Veer Kheterpal runs 80 percent of his CEO workflows through AI agents — three times a day, the agent synthesizes his email, Slack, texts, and strategic contacts, surfaces priorities, launches deep work, and generates proposal decks that used to take weeks. Six proposals and four investor meetings in a single day. The CEO is Quadric's founder. The point is not the company. The point is what his workload reveals about how AI inference actually works — and what that means for the silicon being built to run it.
Here is the distinction that matters: cloud inference and edge inference are not the same system at different sizes. They are different architectures, running different workloads, with different silicon implications.
Cloud AI is a restaurant kitchen. Many users send requests to a shared GPU, the system cooks fast, delivers the answer, clears the table, and moves to the next order. Burst traffic. High utilization across many concurrent users. Efficiency comes from switching fast and keeping the GPU busy.
Edge AI — running on a laptop or in a factory floor robot — is a personal chef.

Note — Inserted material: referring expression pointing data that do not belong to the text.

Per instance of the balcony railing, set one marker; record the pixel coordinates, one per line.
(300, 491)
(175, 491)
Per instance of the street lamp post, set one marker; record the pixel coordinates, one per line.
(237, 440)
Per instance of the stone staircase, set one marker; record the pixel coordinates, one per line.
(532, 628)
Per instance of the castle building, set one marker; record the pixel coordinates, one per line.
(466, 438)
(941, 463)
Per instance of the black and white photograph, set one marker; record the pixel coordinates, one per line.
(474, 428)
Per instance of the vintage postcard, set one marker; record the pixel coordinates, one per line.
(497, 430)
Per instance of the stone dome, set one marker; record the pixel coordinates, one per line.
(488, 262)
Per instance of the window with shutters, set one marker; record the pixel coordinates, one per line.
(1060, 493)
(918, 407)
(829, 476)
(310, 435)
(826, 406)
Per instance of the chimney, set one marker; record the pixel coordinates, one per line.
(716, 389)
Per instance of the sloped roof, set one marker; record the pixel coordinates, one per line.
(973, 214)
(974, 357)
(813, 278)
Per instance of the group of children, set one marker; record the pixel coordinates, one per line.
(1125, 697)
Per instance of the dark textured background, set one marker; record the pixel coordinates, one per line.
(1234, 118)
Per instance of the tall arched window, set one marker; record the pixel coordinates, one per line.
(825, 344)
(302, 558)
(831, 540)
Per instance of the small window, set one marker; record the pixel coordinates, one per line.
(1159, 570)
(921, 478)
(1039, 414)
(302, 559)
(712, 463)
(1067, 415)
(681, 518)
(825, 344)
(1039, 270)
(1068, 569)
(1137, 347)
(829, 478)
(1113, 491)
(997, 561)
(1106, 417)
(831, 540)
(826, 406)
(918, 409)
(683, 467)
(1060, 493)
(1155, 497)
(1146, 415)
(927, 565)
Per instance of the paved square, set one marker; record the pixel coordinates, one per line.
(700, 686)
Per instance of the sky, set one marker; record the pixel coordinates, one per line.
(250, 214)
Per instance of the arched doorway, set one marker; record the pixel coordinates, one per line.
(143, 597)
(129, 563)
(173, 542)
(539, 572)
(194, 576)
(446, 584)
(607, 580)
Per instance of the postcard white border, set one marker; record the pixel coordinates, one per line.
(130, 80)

One agent, running 24 hours a day, seven days a week. Cooking continuously for one person. Never stopping. Never switching to someone else's dish. The chef knows your preferences, monitors your pantry, and emails support when the stove starts making noise. That is a fundamentally different kind of cooking, and it requires a fundamentally different kitchen.
The silicon implications follow directly from the workload. Multi-tenant cloud inference is optimized for throughput — the GPU switches between tasks, evicts one job, takes the next. Edge inference for agents is single-tenant, continuous, and sustained. The compute profile is inverted: not bursty utilization across many users, but a single agent consuming tokens around the clock.
Quadric makes programmable AI processor IP — the blueprints chip designers license to build edge inference silicon, similar to how ARM licenses processor IP for mobile phones. Note: Quadric's business model is ARM-style IP licensing, so the comparison benefits the company's own positioning. The company has raised Series A, B, and C, has three generations of silicon, and sells IP to customers designing chips for laptops (running 7 billion to 30 billion parameter models locally), industrial manufacturing equipment, and robotics. Defense is a separate vertical.
The programmability bet is deliberate. Quadric built its C++ toolchain alongside the hardware starting in 2018, then added a Python layer. The reasoning, stated plainly: if hardware is locked to a specific attention mechanism or number format, it becomes obsolete when the next model architecture arrives. The memory wall problem makes this acute — LLMs are memory-bound, and the gap between what models need and what silicon delivers has been the constraint the industry keeps running into.
On performance improvements over the last roughly 24 months, Kheterpal estimates software delivered 23 to 25 times the gains hardware did in the same period — flash attention, FP8 quantization, speculative decoding, and new model architectures cutting memory usage and increasing throughput, while hardware improvements (process shrinks, packaging, HBM) delivered roughly 10 to 15 times. Those are his own figures, not third-party benchmark results, and they carry the usual self-serving caveat that applies to any founder describing their market.
What the memory wall implies for edge silicon is this: fixed-function accelerators built for today's model architecture risk becoming stranded assets when the next quantization technique or attention mechanism arrives. Programmable processors can be recompiled. Kheterpal frames this as the ARM model versus the ASIC model for edge AI — license flexible, evolvable IP, or build something optimized for today's workload that may be obsolete in 18 months. The analogy is useful; the commercial interest behind it is noted.
Industrial manufacturing is the near-term application he is most specific about. A machine in a factory running an agent — observing sensor data, writing diagnostic emails to support staff, analyzing production metrics — inverts the current cloud-centric model. Instead of streaming all data to a remote center for processing, the inference runs locally on a small form-factor chip, with cloud models used only for planning and architectural decisions. He calls it a small brain in the machine, emailing support when something looks wrong.
Robotics follows, but volumes are not there yet. Defense and security applications are already here.
The laptop use case is closest to shipping. Customers are designing chips with Quadric IP that run 7B to 30B parameter models locally — sufficient for most agentic tasks without touching the cloud subscription. Cloud models handle heavy reasoning that requires frontier-scale compute. The local chip handles the continuous, low-latency, always-on inference that frontier models cannot efficiently do because they are built for burst.
None of this is an argument that edge beats cloud. It is an argument that the map is not one size fits all. The restaurant kitchen and the personal chef both exist. The silicon companies building for both are making different bets — one on utilization across many users, one on sustained single-threaded intelligence. Kheterpal is betting on the latter.
The primary source is the Semiconductor Insiders podcast episode EP336 with Veer Kheterpal, CEO of Quadric.